Le 28 juin 2000 l'artiste sculpteur Jakez Goyat, avec l'aide d'une grue de levage fournie par les Etablissements Chamaillard, de Bignan, installait, sur un délaissé du Conseil Général du Morbihan un monument en granite de Bignan comémorant la Bataille du Pont du Loc'h, à proximité dudit pont. La Bataille du Pont du Loc'h, 25 janvier 1800, vit la victoire des Chouans qui eurent 250 tués. Pour les Bleus le nombre tournerait aux alentours de 700 (petite erreur dans le texte gravé sur le monument que nous appelons familièrement : "Le Caillou".

Il était là, témoin d'une page d'Histoire, dans un site calme à l'écart de la grande route Vannes Pontivy.

Trop calme pour exciter, sans risques, quelque courageux vandale qui caillassa le Sacré-Coeur en pâte de verre rappelant le scapulaire que les Chouans portaient sur leur poitrine.

Cette matérialisation de la bêtise humaine et lâche s'est passée vers le début d'août 2015 et a été découverte le 6 août.
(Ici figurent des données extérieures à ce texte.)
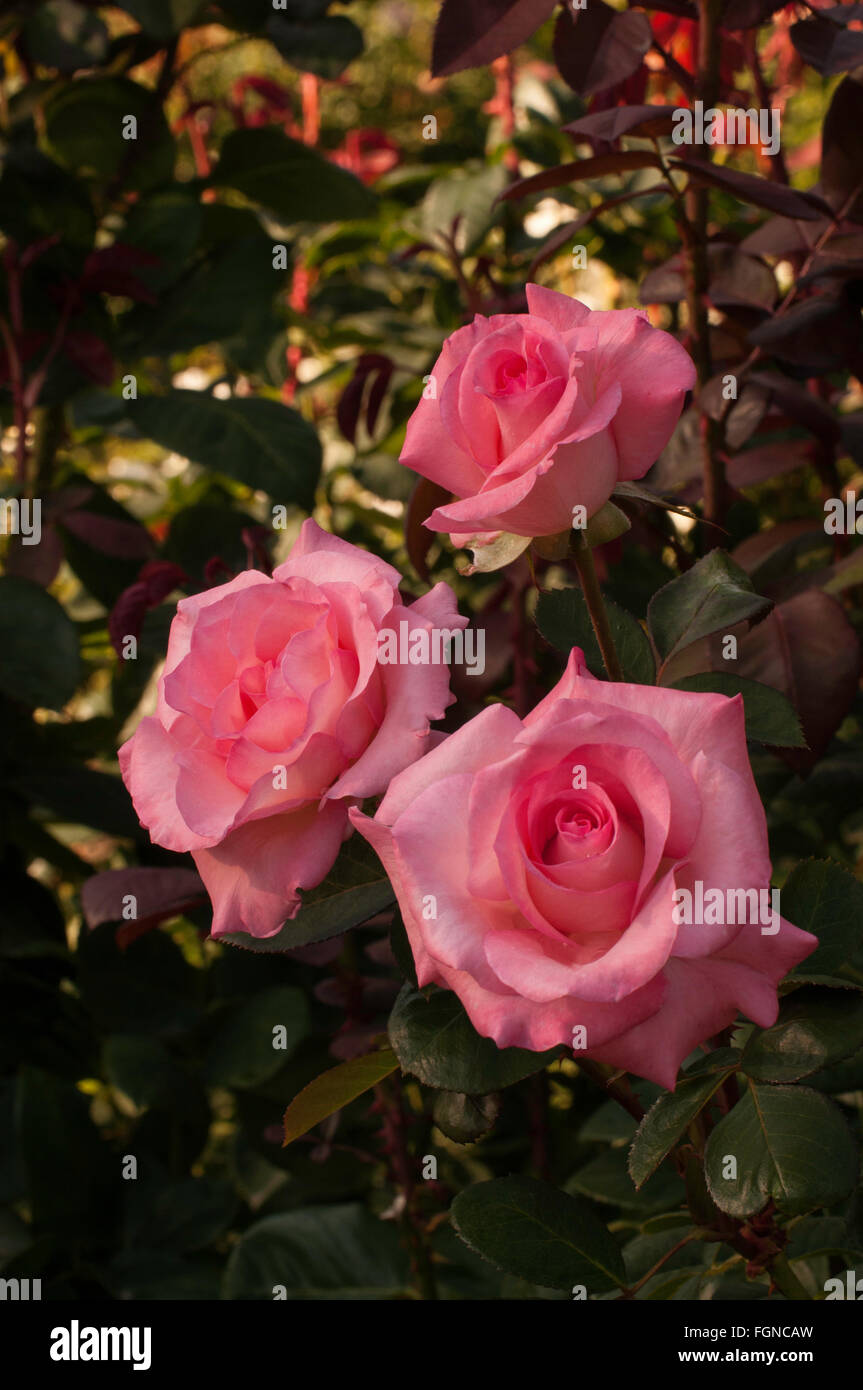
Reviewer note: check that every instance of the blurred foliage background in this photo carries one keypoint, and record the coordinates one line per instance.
(210, 331)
Malgré nos efforts de communication le témoin n'a su à qui s'adresser sinon à la mairie de Locmaria-Grand Champ auprès de Madame le Maire qui a signalé le fait aux gendarmes de Grand Champ. Ceux-ci se sont rendus sur place. Personne n'a eu l'idée de contacter la Mairie de Grand Champ où le SCB est connu.
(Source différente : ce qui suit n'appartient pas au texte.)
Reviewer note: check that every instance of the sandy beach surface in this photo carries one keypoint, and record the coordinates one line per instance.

Une réunion organisée à Coëtcandec samedi dernier a été l'occasion pour qu'enfin l'information soit transmise à un Administrateur du Souvenir Chouan de Bretagne qui en a prévenu son président.

Sur les lieux ce matin, après contact avec Madame le Maire de Locmaria et avoir constaté les dégâts, plainte a été déposée auprès de la Gendarmerie de Vannes pour " Dégradation ou détérioration de bien culturel exposé par une personne effectuant une mission d'intérêt général, et détérioration d'un monument exposé à titre définitif sur un terrain appartenant au Conseil général et appartenant à une Association dont je suis le Président".

Les services de la justice ont certes d'autres occupations mais il fallait marquer le coup. Nous allons réparer rapidement et couler un nouveau coeur en pâte de verre.

Noël Stassinet

ENCORE UNE DÉMONSTRATION DE LA BÊTISE VANDALE...ENCORE UNE DÉMONSTRATION DE LA BÊTISE VANDALE...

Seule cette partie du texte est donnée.